Como si entendiera al viento y a la lluvia;

El perro que gimió al oír violines en concierto.

Cómo me entristece ver perros o niños.

Porque ellos son extraños, shakespeareanos.

Dinos, Freud, ¿será posible que los niños, adorables,

Tengan meros, feos sueños de funciones naturales?

Y tú también, Wordsworth: ¿están los niños de veras

Cegados por la gloria, son expertos en la oscura Naturaleza?

El perro que indaga con humildad en la tierra,

El niño que cree en los sueños y teme a la oscuridad,

Saben más y menos que ustedes: ellos saben a fondo

Que ni sueños ni infancia responden bien a las preguntas:

Ustedes también son extraños, los niños son shakespeareanos.

Miren al niño, miren al animal.

Bienvenidos, extraños; estudien cosas diarias,

Sabiendo que cielo e infierno nos rodean;

Pero esto, esto que decimos antes de apenarnos,

Esto que vivimos tras caras ocultas,

Tampoco es sueño, ni infancia, ni mito;

No es paisaje, ni final, ni algo acabado,

Porque estamos incompletos, cuál futuro,

Y aullamos o bailamos fuera de nuestras almas,

Con sílabas persistentes antes de que caiga el telón:

Somos shakespeareanos, somos extraños.

[Una primera versión de este poema se publicó en La Cultura en México, suplemento de Siempre!, octubre 11, 1978.]

Pere Quart: Niños

La vida a ras de polvo y las miradas altas,

seda tibia de nieve y lodo fresco en cachetes.

Esperanza y envidia, cascabeles del corazón,

infieles como el tiempo; súbitos como la suerte

(o como la muerte), mezquinos y jugadores,

fraudulentos, secretos, o pródigos sultanes;

terroristas de sol y resolana en jardines,

miedosos de noche desierta, asesinos impávidos

de rosas y libélulas, mercaderes de halagos,

viciosos de los dulces, borrachos de la leche.

La voluptuosidad furtiva del chapoteo y el fango,

ignorada promesa del amor de la sangre.

Disfraces de tempestad, adorno del dolor,

pintura de la lástima, marea del temor,

las lágrimas sonoras y arteras y abundantes,

las armas de su guerra civil con los gigantes.

[Poema en catalán.
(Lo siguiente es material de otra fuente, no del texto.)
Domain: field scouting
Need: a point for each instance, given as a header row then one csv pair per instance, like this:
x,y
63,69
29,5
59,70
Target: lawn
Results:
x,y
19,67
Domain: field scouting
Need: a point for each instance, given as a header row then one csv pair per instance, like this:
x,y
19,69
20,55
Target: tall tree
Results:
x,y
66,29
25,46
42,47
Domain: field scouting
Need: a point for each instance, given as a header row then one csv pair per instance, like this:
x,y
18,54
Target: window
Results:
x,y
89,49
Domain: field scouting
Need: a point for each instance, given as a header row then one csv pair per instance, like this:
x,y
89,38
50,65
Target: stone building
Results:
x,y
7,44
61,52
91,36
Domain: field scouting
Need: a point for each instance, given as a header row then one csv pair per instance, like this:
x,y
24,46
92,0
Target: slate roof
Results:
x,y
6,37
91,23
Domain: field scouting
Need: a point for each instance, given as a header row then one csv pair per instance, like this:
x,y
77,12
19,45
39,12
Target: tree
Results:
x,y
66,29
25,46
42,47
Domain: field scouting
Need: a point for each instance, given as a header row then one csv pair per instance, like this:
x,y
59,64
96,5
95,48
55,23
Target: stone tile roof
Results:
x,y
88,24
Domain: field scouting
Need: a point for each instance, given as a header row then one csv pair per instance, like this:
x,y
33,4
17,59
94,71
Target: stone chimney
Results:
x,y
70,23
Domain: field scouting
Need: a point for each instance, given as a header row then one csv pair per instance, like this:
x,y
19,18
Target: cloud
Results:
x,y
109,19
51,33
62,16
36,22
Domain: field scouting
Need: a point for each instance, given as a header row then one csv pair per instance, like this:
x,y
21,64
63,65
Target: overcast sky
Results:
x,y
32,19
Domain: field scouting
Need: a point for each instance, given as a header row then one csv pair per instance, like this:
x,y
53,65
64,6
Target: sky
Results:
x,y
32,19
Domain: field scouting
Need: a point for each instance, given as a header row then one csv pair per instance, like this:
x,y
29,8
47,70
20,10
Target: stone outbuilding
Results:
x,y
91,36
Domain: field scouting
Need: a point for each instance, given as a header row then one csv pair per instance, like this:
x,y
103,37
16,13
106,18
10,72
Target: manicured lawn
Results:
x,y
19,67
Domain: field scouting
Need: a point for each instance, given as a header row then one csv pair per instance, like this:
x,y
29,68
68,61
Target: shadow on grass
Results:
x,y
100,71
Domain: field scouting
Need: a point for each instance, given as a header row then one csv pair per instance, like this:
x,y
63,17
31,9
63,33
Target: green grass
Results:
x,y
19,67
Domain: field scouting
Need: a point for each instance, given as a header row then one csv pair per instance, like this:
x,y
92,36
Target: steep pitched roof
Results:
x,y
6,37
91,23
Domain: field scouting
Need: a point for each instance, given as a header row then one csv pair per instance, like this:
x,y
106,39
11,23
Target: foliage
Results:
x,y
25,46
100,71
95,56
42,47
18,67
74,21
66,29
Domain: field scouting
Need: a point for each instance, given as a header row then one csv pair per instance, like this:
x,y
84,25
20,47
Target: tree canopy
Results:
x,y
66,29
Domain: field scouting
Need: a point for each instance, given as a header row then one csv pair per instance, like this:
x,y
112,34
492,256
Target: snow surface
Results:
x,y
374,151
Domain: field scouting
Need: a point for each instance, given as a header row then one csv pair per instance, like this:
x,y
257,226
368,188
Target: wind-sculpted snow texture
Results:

Joan Manuel Serrat le puso música: Fa 20 anys que tinc 20 anys. Discos Ariola, 1984.]

Refutación de La Infancia

Nunca te lamentes

Por la infancia perdida.

Aquella “felicidad” es,

Quizá, tu invento y, en cambio,

Algunos casos que recordar no quieres.

Ya no puedes jugar a los soldaditos;

Qué bueno: puedes leer a Shakespeare.

Sáltate

la infancia. Y más.

 Mejor nacer, como Adán,

A los treinta años.

[Sobre un pasaje de R.L. Stevenson y con parte de un verso (en cursivas) de Antonio Machado. Lo de “Adán” lo menciona sir Thomas Browne como una creencia antigua.]